The Cassini mission has captured observations of a small icy object forming in Saturn's rings. This object, nicknamed "Peggy," may be a new moon. The object is not expected to grow any larger, and may even be falling apart. The observations help scientists understand how Saturns moons formed.

First Earth-Sized Planet Found in Habitable Zone of Another Star
Astronomers have found an Earth-sized planet--named "Kepler-186f"--orbiting a red dwarf star at a distance where liquid water might exist on its surface. This discovery was made with NASA's Kepler Space Telescope. This planet is in a system with at least 4 other planets, but the others are too close to the star for life as we know it to exist.

Deep Ocean Inside Enceladus
NASA's Cassini spacecraft has found further evidence of a deep underground ocean on Saturn's moon Enceladus. Scientists have suspected an underground sea of water, particularly when Cassini observed water and ice plumes spewing through vents on Enceladus; new gravitational measurements support a large ocean 6 miles deep beneath an ice sheet.

Volcanic Explosions on Mercury
Analysis of data from the MESSENGER mission shows that Mercury had explosive volcanism for extended periods in the planet's history.

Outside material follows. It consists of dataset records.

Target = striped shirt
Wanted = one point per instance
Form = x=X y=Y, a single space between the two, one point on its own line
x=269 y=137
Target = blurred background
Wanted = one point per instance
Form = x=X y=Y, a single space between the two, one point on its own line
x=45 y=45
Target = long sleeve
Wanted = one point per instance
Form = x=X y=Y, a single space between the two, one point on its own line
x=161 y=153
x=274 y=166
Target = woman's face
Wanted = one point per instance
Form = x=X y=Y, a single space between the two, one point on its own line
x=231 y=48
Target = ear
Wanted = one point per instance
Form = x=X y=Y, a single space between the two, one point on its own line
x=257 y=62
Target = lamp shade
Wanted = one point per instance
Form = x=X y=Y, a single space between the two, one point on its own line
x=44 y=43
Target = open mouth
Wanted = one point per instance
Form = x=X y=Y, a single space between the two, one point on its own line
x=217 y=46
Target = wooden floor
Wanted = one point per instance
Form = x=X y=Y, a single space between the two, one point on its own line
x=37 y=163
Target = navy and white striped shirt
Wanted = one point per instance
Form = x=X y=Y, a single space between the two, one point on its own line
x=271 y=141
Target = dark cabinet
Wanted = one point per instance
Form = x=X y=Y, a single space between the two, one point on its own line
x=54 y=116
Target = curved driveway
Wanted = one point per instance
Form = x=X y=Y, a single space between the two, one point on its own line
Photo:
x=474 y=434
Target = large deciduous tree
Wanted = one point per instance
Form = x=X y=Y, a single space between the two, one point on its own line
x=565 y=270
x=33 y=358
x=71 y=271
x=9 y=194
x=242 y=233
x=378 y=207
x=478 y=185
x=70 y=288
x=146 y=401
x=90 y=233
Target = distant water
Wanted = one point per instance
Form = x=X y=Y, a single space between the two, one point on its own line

The findings are surprising considering Mercury wasn't supposed to have explosive volcanism in the first place, and they could have implications for understanding how Mercury formed.

Most Distant Object in the Solar System
Scientists have found a new most-distant member of the solar system--a dwarf planet even further than Sedna, beyond the Kuiper Belt and possibly part of the inner Oort cloud. The data also suggest that there may be a large planet influencing the orbit of the new object and other Oort cloud objects.

Mercury Shrunk More Than Thought
New data from the MESSENGER mission show that Mercury has contracted far more than previous estimates. Earlier estimates suggested that as Mercury cooled, it contracted about 0.5 to 2 miles in its radius, wrinkling its surface. New images and topographic data show that it contracted as much as 4.4 miles. These findings will help scientists understand the planet's geologic history and structure.